O Sustenta e Inova, ao investir em capacitação, certificação e inovação sustentável, contribui para consolidar o Pará como protagonista nacional do cacau, promovendo geração de renda, inclusão social e preservação ambiental. A experiência na região de Medicilândia mostra que, com orientação técnica e políticas de incentivo, é possível aliar crescimento econômico, sustentabilidade e protagonismo amazônico no mercado global do cacau.
Desafios e perspectivas
O ciclo do cacaueiro é longo – de 4 a 6 anos até a produção plena –, o que limita uma resposta imediata à alta dos preços.

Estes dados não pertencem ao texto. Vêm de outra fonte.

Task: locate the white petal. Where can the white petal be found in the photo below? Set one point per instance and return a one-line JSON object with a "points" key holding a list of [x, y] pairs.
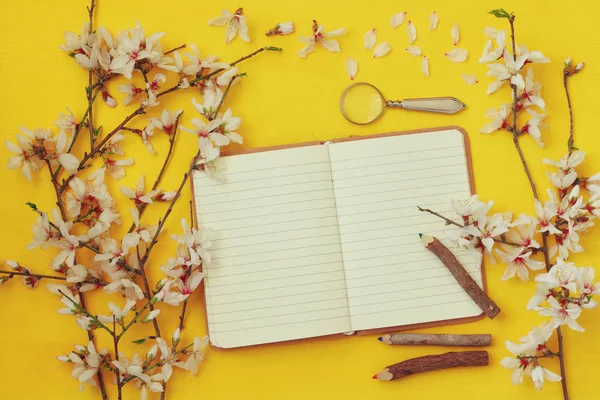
{"points": [[370, 39], [425, 66], [351, 67], [397, 19], [470, 79], [457, 55], [455, 33], [433, 20], [412, 32], [382, 49], [414, 50]]}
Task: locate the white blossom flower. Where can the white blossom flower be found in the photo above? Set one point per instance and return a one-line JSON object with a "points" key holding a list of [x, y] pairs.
{"points": [[411, 30], [283, 28], [127, 287], [196, 356], [351, 67], [370, 39], [319, 37], [457, 55], [507, 71], [30, 282], [454, 32], [469, 79], [117, 314], [236, 23], [397, 19], [382, 49], [433, 21], [131, 91], [138, 196], [414, 51]]}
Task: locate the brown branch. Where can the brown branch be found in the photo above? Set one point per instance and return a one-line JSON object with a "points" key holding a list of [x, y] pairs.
{"points": [[432, 339], [535, 195], [59, 278], [452, 222], [463, 278], [570, 143], [117, 372], [162, 170], [433, 363]]}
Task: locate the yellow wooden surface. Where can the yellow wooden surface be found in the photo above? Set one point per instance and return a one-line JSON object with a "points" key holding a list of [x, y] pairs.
{"points": [[286, 99]]}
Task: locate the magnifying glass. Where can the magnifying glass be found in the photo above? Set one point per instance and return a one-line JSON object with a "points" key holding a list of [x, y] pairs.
{"points": [[362, 103]]}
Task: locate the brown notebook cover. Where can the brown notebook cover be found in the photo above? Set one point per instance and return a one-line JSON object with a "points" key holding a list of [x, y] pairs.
{"points": [[354, 138]]}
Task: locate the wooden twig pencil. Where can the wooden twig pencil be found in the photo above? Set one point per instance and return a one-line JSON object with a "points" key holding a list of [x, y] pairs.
{"points": [[431, 339], [486, 304], [432, 363]]}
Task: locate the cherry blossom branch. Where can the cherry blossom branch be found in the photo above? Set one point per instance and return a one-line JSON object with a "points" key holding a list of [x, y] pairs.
{"points": [[515, 112], [147, 291], [83, 310], [181, 186], [451, 222], [55, 277], [571, 138], [90, 81], [117, 372], [162, 170]]}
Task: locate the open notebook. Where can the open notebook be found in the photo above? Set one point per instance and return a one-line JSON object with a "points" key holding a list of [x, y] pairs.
{"points": [[322, 239]]}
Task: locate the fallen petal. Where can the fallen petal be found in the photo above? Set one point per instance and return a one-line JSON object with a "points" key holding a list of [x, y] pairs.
{"points": [[382, 49], [397, 19], [470, 79], [370, 39], [412, 32], [455, 34], [433, 20], [414, 50], [351, 67], [457, 55], [425, 66]]}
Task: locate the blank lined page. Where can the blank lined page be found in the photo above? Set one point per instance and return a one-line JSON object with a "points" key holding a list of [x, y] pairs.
{"points": [[276, 271], [391, 278]]}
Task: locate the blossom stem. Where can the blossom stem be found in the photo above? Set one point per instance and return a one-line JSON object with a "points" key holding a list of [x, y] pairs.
{"points": [[451, 222], [83, 310], [117, 372], [134, 319], [560, 353], [181, 186], [571, 138], [162, 170], [147, 291], [159, 363], [56, 277]]}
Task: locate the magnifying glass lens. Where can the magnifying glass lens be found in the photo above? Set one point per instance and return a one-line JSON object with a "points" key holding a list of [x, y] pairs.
{"points": [[362, 103]]}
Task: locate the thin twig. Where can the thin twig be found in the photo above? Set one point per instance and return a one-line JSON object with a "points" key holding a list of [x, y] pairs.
{"points": [[117, 372], [59, 278], [561, 354], [571, 138], [81, 309]]}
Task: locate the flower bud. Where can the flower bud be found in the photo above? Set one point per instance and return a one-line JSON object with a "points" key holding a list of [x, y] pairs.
{"points": [[152, 352], [151, 315]]}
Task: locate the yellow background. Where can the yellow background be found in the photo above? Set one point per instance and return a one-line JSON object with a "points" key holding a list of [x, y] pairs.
{"points": [[286, 99]]}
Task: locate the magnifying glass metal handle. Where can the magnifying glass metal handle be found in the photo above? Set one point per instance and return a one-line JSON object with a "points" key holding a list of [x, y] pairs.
{"points": [[444, 105]]}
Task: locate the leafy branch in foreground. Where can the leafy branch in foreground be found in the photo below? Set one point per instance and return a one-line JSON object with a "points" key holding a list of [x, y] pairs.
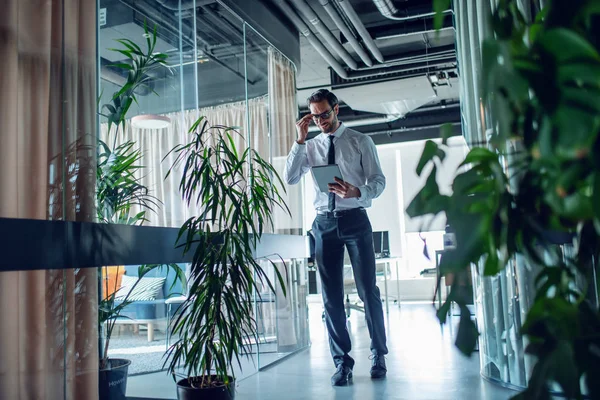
{"points": [[235, 194], [536, 190]]}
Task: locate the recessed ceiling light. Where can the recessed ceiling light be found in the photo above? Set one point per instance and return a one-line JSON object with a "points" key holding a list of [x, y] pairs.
{"points": [[150, 121]]}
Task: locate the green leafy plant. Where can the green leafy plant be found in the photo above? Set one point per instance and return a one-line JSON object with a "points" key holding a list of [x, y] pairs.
{"points": [[535, 188], [119, 187], [235, 193]]}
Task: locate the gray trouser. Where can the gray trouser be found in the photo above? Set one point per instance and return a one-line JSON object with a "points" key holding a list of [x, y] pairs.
{"points": [[353, 230]]}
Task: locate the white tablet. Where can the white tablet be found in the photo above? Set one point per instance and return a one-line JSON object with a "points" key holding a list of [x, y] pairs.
{"points": [[325, 174]]}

Ainda assim, o movimento de expansão no Pará é notório, estimulado pela valorização internacional e pelo trabalho de capacitação e inovação promovido por programas como o Sustenta e Inova.
A produção sustentável de cacau, com boas práticas agrícolas, certificação e gestão profissional, é hoje o grande diferencial para acessar mercados exigentes, garantir renda ao produtor e contribuir para a preservação ambiental. O exemplo de João Batista mostra que, com apoio técnico e visão empreendedora, é possível transformar a tradição do cacau em um negócio moderno, sustentável e lucrativo – consolidando o Pará como referência nacional e internacional na produção de cacau de qualidade.